10 Design Thinking books to read in 2024
Utilize this reading to stay updated on design thinking methodology.
There is a wealth of books on design thinking accessible to you that may assist you advance the innovation and design thinking initiatives at your business.
Finding success' best techniques and methods can be facilitated by reading. The best design thinking books to read this year are listed below.
If you're just learning what design thinking is, creating your own design thinking training, or fostering an innovative culture, these books might be helpful.
Do you wish to get more practical knowledge about design thinking? As a more in-depth option to studying exclusively from books, look about enrolling in design thinking online training or a design thinking certification program.
Understanding the core principles of design thinking can significantly enhance your UX design skills. Learn more about these principles in our dedicated post.
1. Creative Confidence
The Stanford d.school and IDEO founder Tom Kelley's book offers the essential guidelines and tactics for unleashing our creative potential. This book is an interesting and motivating handbook that will undoubtedly increase your productivity and success in both your professional and personal life.

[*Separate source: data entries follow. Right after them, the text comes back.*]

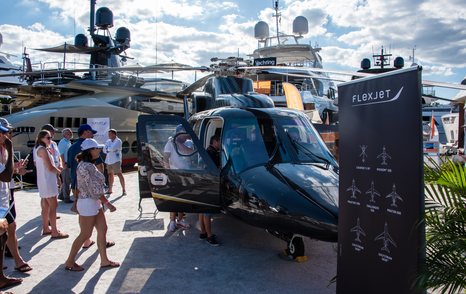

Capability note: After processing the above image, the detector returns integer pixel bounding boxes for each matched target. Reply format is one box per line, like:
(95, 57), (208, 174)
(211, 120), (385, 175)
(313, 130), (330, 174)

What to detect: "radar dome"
(115, 27), (131, 43)
(293, 16), (309, 36)
(393, 56), (405, 68)
(361, 58), (371, 69)
(74, 34), (87, 47)
(254, 21), (269, 40)
(95, 7), (113, 29)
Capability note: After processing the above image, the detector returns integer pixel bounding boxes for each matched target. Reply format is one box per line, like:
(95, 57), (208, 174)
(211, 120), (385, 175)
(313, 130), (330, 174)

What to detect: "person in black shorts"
(0, 118), (32, 273)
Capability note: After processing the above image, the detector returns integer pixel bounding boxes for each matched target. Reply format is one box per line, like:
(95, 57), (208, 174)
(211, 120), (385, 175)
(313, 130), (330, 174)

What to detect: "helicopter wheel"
(280, 235), (307, 262)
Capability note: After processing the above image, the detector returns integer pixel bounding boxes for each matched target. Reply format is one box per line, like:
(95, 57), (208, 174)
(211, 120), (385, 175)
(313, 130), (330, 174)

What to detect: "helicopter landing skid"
(267, 231), (307, 262)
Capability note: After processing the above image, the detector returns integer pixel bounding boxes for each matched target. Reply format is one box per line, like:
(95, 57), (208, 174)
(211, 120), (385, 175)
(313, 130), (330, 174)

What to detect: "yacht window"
(121, 141), (130, 154)
(57, 117), (63, 128)
(73, 117), (81, 128)
(131, 141), (138, 153)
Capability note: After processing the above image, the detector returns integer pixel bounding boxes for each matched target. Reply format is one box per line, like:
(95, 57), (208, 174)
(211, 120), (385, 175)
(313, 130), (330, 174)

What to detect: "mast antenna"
(273, 0), (282, 45)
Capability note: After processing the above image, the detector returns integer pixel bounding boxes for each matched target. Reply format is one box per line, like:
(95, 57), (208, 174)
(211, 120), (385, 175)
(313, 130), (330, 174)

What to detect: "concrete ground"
(2, 172), (337, 293)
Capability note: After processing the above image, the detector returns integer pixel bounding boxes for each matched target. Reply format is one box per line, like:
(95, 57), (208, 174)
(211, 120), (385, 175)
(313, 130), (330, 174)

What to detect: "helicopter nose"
(233, 164), (338, 242)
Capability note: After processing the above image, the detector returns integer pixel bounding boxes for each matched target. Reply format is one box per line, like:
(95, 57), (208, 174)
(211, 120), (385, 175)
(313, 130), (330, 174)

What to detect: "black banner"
(337, 68), (424, 293)
(254, 57), (277, 66)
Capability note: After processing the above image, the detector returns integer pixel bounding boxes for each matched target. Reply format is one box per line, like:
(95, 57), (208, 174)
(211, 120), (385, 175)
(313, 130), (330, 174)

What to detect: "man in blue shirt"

Book Description (from Amazon):
Too often, companies and individuals assume that creativity and innovation are the domain of the “creative types.” But two of the leading experts in innovation, design, and creativity on the planet show us that each and every one of us is creative. In an incredibly entertaining and inspiring narrative that draws on countless stories from their work at IDEO, the Stanford d.school, and with many of the world’s top companies, David and Tom Kelley identify the principles and strategies that will allow us to tap into our creative potential in our work lives, and in our personal lives, and allow us to innovate in terms of how we approach and solve problems. It is a book that will help each of us be more productive and successful in our lives and in our careers.
2. Designing Experiences
J. Robert Rossman and Mathew D. Duerden are the authors of Designing Experiences. This Design Thinking book discusses how our society is becoming more and more centered around the user experience. Businesses that are providing excellent customer experiences will prosper. This book must be mentioned when discussing design thinking books since it addresses many important issues on the reasons why companies may struggle to carry out a vision.
The Design Thinking book is ideal for both professionals and students since it includes several real-world examples and offers helpful insights.

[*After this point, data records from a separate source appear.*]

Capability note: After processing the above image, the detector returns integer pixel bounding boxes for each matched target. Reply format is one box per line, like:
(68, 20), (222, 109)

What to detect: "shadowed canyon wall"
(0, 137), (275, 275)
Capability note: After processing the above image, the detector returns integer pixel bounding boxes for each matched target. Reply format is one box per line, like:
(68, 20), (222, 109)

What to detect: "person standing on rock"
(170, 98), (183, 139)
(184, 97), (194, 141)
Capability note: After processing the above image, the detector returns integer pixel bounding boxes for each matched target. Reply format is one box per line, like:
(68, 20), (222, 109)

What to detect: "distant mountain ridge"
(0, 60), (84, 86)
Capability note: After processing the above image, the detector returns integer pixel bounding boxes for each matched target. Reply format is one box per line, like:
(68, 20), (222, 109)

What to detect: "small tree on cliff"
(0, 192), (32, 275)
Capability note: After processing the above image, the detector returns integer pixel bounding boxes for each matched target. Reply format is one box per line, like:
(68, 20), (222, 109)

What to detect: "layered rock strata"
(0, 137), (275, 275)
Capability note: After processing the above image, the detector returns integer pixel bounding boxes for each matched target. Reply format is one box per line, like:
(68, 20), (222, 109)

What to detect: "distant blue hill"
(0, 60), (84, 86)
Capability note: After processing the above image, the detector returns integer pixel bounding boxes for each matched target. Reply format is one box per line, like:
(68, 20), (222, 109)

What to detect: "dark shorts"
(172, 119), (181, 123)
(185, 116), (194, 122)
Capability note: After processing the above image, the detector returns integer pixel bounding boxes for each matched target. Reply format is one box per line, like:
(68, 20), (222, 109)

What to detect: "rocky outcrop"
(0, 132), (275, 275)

Book Description (from Amazon):
In an increasingly experience-driven economy, companies that deliver great experiences thrive, and those that do not die. Yet many organizations face difficulties implementing a vision of delivering experiences beyond the provision of goods and services. Because experience design concepts and approaches are spread across multiple, often disconnected disciplines, there is no book that succinctly explains to students and aspiring professionals how to design them.

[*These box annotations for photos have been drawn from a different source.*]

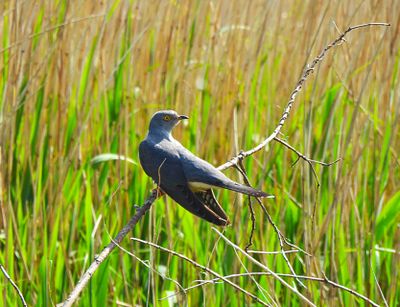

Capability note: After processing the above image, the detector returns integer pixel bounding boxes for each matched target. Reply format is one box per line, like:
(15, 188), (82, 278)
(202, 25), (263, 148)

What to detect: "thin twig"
(0, 264), (28, 307)
(161, 272), (379, 306)
(62, 189), (159, 307)
(218, 22), (390, 170)
(212, 227), (315, 306)
(274, 137), (341, 187)
(131, 238), (269, 306)
(235, 160), (256, 251)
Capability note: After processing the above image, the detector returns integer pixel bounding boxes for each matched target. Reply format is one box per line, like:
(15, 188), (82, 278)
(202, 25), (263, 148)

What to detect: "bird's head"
(149, 110), (189, 134)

J. Robert Rossman and Mathew D. Duerden present a comprehensive and accessible introduction to experience design. They synthesize the fundamental theories and methods from multiple disciplines and lay out a process for designing experiences from start to finish.
Rossman and Duerden challenge us to reflect on what makes a great experience from the user’s perspective. They provide a framework of experience types, explaining people’s engagement with products and services and what makes experiences personal and fulfilling. The book presents interdisciplinary research underlying key concepts such as memory, intentionality, and dramatic structure in a down-to-earth style, drawing attention to both the macro and micro levels.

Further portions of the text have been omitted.